Gross Indecency: The Three Trials of Oscar Wilde. Oscar Wilde, with his dandyism and galloping showmanship, brought tremendous wit and humor to the Aesthetic Movement — "One should either be a work of art or wear a work of art," he pronounced, and "Lying, the telling of beautiful untrue things is the proper aim of art" — but for all his self-parody, he took aestheticism very seriously. So it was natural for him to frame his affair with Lord Alfred Douglas (Bosie), the affair that eventually destroyed him, in deliriously sensual language. But in Moises Kaufman's Gross Indecency, Wilde is in the courtroom, battered with questions about his sexuality, and eventually his entire glittering and carefully constructed worldview crumbles. The play is an artful pastiche of excerpts from surviving trial transcripts, news articles, participants' memoirs, biographies and Wilde's own writing, with a group of actors moving fluidly from role to role. The real-life legal proceedings began when Wilde, at Bosie's instigation, sued Bosie's father, the Marquess of Queensberry, who had left a card at his club calling him a "posing somdomite [sic]." The Marquess was exonerated, and Wilde was placed on trial for gross indecency. Found guilty, he was sentenced to two years' hard labor and lost everything, including contact with his wife and two children. He died three years after his release. The play is multi-layered, and about more than the disintegration of Wilde's life or the intrusion of reality into a set of glorious artistic fictions; there are also issues of class and culture, and of the role of the artist in society. Director Stephen Weitz has mounted a sometimes incisive production with a solid cast. Presented by the Boulder Ensemble Theatre Company through May 5, Dairy Center for the Arts, 2590 Walnut Street, Boulder, 888-512-7469, www.boulderensembletheatre.org. Reviewed April 26.
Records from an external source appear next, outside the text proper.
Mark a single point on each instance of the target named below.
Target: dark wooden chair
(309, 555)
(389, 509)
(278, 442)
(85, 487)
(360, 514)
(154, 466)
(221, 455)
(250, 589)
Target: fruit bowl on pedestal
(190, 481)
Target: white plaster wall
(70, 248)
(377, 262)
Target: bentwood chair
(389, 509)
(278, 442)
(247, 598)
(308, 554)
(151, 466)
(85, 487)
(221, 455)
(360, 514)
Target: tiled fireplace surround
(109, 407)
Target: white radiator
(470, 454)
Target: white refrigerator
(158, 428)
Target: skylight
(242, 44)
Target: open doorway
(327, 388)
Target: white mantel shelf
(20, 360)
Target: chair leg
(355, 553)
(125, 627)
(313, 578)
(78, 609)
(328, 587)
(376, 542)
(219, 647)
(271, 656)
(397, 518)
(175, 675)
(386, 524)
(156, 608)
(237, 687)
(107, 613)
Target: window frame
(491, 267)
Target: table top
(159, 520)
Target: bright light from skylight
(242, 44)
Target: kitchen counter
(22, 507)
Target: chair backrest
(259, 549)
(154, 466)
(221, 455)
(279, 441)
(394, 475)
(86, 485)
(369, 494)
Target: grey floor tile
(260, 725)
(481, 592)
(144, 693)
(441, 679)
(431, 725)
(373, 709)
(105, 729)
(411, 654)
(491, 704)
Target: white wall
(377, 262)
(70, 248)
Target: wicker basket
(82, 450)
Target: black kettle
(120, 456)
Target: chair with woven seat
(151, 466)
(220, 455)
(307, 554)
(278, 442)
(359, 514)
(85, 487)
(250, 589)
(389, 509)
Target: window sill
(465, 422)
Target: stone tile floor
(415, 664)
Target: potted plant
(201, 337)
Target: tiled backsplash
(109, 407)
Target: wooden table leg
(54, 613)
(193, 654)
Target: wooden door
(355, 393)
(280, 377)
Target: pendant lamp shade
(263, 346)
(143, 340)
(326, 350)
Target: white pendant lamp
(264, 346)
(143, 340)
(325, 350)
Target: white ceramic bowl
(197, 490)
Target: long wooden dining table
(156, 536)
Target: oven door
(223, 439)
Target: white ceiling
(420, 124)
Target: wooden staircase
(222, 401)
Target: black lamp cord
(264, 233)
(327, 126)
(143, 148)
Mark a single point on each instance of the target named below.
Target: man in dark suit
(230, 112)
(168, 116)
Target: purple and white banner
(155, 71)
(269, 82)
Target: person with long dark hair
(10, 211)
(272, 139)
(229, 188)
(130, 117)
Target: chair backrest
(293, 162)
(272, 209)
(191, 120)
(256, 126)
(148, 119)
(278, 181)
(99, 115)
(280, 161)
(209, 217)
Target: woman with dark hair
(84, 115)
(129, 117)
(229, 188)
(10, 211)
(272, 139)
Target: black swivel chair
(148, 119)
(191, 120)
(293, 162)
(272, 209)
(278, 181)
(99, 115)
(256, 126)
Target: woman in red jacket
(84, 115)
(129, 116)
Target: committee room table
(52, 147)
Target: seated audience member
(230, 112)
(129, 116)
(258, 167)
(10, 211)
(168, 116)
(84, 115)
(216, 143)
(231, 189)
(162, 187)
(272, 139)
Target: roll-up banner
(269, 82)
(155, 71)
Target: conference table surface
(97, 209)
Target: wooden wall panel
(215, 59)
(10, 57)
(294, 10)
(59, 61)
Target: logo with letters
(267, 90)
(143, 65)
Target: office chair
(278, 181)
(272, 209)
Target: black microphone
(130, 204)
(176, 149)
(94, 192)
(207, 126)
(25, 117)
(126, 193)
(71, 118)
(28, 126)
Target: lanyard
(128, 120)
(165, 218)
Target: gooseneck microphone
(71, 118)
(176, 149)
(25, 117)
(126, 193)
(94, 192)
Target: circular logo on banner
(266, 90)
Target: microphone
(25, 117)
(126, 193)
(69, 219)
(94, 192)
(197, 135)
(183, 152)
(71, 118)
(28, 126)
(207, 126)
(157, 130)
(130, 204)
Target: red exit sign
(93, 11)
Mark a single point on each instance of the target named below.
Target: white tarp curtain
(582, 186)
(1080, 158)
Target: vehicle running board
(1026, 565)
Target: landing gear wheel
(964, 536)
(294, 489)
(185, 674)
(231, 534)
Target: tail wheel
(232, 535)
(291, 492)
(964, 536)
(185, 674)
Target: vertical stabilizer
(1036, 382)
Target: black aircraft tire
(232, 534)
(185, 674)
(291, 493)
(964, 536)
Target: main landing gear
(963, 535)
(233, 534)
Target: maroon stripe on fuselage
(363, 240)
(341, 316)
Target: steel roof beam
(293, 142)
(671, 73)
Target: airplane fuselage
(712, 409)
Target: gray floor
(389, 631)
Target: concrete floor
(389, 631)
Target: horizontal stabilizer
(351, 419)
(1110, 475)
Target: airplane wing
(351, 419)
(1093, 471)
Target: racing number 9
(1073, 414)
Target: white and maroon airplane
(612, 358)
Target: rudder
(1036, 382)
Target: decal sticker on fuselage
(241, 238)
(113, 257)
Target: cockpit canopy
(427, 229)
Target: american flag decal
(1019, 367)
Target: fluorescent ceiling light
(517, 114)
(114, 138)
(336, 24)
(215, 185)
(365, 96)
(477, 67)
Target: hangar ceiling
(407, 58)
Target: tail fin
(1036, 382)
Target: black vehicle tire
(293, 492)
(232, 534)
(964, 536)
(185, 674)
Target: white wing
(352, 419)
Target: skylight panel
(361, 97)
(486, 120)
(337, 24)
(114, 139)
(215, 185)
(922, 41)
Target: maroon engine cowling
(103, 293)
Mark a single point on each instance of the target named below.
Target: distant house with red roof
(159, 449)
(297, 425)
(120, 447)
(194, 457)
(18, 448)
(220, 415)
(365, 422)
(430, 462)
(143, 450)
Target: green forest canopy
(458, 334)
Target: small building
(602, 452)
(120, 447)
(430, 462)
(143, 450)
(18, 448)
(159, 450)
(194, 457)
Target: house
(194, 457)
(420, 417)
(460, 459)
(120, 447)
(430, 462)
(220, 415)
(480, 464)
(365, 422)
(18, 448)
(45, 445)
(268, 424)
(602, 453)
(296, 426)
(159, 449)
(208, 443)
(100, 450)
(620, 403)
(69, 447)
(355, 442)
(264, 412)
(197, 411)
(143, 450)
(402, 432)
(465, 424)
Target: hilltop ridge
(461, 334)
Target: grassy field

The Two of Us. This group of four short plays is Michael Frayn's earliest theatrical work. Its genesis came in 1970, when he submitted Black & Silver for an evening of one-acts, was rejected, and decided to write three more pieces and create The Two of Us. The first playlet, the original Black & Silver, follows a couple trying to recapture the magic of their Venice honeymoon three years later — only now they have their squalling baby in tow. They try to sleep. The baby wakes and cries. They mutter and argue, rock the cradle and change the diaper. There's a lot of stumbling about in the half dark and unfunny tumbling over chairs. The second play is quite wonderful, however: A young man shows up at the home of an older woman he met at a party the night before, determined to move in; she's puzzled, irritated, anxious to get rid of him. But by the time he's through weaving verbal nets of crazy connections and bits of popular science, and expounding on his bizarre philosophy — in which people not only say the opposite of what they mean, but actually feel the opposite of what they think they feel — she's getting a bit swoony. In the third playlet, a man expresses himself almost entirely through his foot, while his exasperated wife carries on a monologue with an imaginary person and gets drunk on imaginary booze. The final offering concerns a disastrous dinner party. The evening is uneven: flashes of brilliance, stretches of boredom and moments of sheer exhilaration, but you can see in this skilled production the techniques and ideas that will inform Frayn's body of brilliant mature work. Presented by Miners Alley through May 20, 1224 Washington Avenue, Golden, 303-935-3044, www.minersalley.com. Reviewed April 19.